Opmerking van de uitgever: Ik vind het grappig dat de verhoudingen zijn teruggevallen op de oorspronkelijke verhoudingen die in mijn CFP®-studiegidsen staan.

Voor AUS-verzekering wordt nog steeds afgezien van PTI als we een Acceptatie op ons AUS-profiel ontvangen. Voor leners met hoge kredietscores en 20% of meer eigen vermogen kan de toegestane DTI oplopen tot 49%. Voor consolidatieherfinancieringen of cash-outherfinancieringen is de maximaal toegestane DTI 45%. Voor leners met minder dan 20% eigen vermogen, waarvoor PMI vereist is, is de maximaal toegestane 42%, maar in gevallen waarin de kredietscore hoger is dan 740, kan het PMI-bedrijf een vrijstelling verlenen en tot 45% toestaan. Dat geeft je mijn 25-jarige geschiedenis in de hypotheeksector. Als je dat allemaal begrijpt, dan zijn er enkele hypotheekbedrijven die je willen inhuren. Ik heb de afgelopen 2 jaar meer veranderingen gezien dan in het decennium vóór 2008. Nu computers nog steeds de statistieken verzamelen over de kans dat een lener in gebreke blijft, zullen we de sector blijven zien evolueren. ++++++++++++++++++++++++++++++++++++++++++++++++++ + Ik wil John bedanken voor het delen van zijn ervaring met de hypotheeksector in de afgelopen 2,5 jaar.
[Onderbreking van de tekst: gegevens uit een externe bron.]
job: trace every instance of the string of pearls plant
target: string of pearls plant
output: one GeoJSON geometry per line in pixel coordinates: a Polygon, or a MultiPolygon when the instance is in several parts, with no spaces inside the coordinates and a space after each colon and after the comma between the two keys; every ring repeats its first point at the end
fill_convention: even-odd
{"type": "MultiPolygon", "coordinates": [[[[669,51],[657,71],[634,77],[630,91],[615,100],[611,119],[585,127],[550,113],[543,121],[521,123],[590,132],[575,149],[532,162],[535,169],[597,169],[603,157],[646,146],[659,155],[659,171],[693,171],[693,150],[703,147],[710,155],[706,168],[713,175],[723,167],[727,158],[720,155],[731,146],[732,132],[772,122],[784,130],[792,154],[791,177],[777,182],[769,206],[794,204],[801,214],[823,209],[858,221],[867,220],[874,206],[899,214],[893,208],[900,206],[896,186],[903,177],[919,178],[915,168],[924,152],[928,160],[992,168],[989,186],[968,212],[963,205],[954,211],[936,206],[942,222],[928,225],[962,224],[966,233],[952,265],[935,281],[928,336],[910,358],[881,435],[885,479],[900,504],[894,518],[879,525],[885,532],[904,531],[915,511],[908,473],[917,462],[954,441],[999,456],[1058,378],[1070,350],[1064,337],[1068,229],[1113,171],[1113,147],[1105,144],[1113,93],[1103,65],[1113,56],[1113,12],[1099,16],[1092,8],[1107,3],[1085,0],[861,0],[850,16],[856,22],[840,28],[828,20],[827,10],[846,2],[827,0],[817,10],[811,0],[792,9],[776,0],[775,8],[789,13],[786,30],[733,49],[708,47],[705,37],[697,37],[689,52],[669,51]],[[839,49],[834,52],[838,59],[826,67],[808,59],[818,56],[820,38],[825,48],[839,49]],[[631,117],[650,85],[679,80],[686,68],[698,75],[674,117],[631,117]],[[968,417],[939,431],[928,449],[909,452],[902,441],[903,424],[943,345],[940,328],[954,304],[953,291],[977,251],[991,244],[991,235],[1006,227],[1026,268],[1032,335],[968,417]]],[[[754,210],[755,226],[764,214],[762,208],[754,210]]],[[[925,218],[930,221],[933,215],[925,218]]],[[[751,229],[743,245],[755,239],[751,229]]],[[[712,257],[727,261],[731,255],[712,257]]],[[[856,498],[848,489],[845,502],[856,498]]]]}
Ik denk dat de grootste afhaalmaaltijd hier eenvoudig is: leef binnen je mogelijkheden. Alleen omdat je meer mag lenen, wil nog niet zeggen dat je dat zou moeten doen. Hier moet gezond verstand een rol gaan spelen. Vertrouw op je gevoel voordat je een hypotheekbetaling aangaat die je mogelijk kan wegvagen.